Chinese crop imports may be less than forecast

China’s corn conundrum

China shocked the oilseed market a couple of weeks ago when buyers there cancelled 600,000 tonnes of soybean imports.

The question is whether that signals a serious slowdown in oilseed demand.

Reuters polled 15 analysts and traders for their view of China’s soybean imports. The average of the results was that the Asian giant would in-crease its soybean imports in 2012-13 by only three percent, down from 15 percent last year and the slowest increase since 2006-07.

China’s imports account for 60 percent of the world’s soybean trade. That demand supports the price of all oilseeds, including canola.

However, Chinese crushers are running into financial problems. They got spooked by the U.S. drought and rising soybean prices. Worried that prices would climb higher, they started an aggressive buying program.

Then, when U.S. farmers actually harvested the crop, yields were not as bad as feared. Soybean prices began to soften. They fell more as it became clear South American farmers were seeding what will likely become a record large soybean crop.

Chinese crushers were stuck with commitments to buy expensive soybeans and they started posting heavy losses when the market fell.

China’s crushing industry is already weakened by excess capacity after a rapid crushing plant construction boom in recent years.

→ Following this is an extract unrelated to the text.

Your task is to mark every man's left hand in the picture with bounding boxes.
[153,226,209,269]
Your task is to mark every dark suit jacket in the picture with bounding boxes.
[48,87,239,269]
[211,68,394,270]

Capacity grew last year by 10 percent to an estimated 125 million tonnes per year, a huge surplus considering domestic consumption last year was 72 million tonnes.

Also, crushers say they expect meal demand from the livestock industry will weaken, as it often does after the Moon Festival holiday in early October.

While China’s demand growth for soybeans might have slowed, U.S. soybean exports so far this crop year are good.


Exports sales, both those outstanding and those already shipped to date this marketing year, are well ahead of last year at the same point. Total commitments are 27.045 million tonnes.

The U.S. Department of Agriculture’s target for the year is 36.61million, so there are still 9.56 million tonnes yet to be sold.

A drastic drop-off would weigh on oilseed prices and potentially in-crease the carryout at the end of the crop year. However, it is too soon to know if that will happen.

China’s rising oilseed imports have been a critical factor in oilseed markets for about a decade, and corn exporters have been waiting for the day that China can no longer meet its own grain demand.

China gave up on supplying its oilseed needs but still has a firm policy on being 95 percent self-sufficient in grain.

However, many analysts believe China is incapable of keeping up with its rising corn needs.

A Rabobank report from early this year projects that by 2015-16, China’s corn deficit will rise to 12 to 22 million tonnes from almost no deficit in 2011-12. The growing pork industry is the key driver for growing corn demand.

However, the Chinese government seems intent on not losing a grip on its grain self-sufficiency goal, even as it works out trade deals with Argentina and Ukraine to pave the way for corn imports from those countries, ensuring that it won’t be dependent on the United States if it falls behind in the production race.

Agriculture was discussed at the recent Communist Party of China congress in Beijing, where leadership was passed on to a new generation.

Agriculture minister Han Changfu said the next five to 10 years are a key period for the development of China’s agriculture sector, with production factors such as land, water and labour getting tighter.


“Beijing will breed a new type of agricultural player and develop large-scale mechanized farming,” Reuters reported Han as saying.

China’s corn yields average only 60 percent of those in the U.S., but they could catch up if they adopt the latest in seed technology.

However, they will have to make the change in conjunction with farm consolidation and a huge push to mechanization to make up for a lack of labour as young rural people head for the jobs, excitement and other opportunities in cities.

Xinhua, China’s official news agency, recently ran a story about a farmer in Jilin in northeastern China who joined a research and demonstration project using new seed varieties and technology to boost yields.

The farm’s production grew by 50 percent over the previous year.

The same story notes China has built more than 3,500 high-yield farms, each one covering about 1,600 acres of cornfields.

International seed companies such as Monsanto, DuPont Pioneer and Syngenta are also active in China, seeing potential to sell improved seed varieties. At least one company is optimistic that China can remain self-sufficient by adopting new technology.

“My view is that within the next seven to 10 years the gap in terms of demand and supply will probably be reduced to close to zero if the technology can reach the farmer,” Diego Diz, China corn marketing lead for Monsanto, told Reuters.

It looks like China’s rural population faces a total transformation in the coming decade.

Aside from discussions about technology, it means a jarring shift in the country’s agrarian culture. Beijing will need a deft hand to avoid social unrest.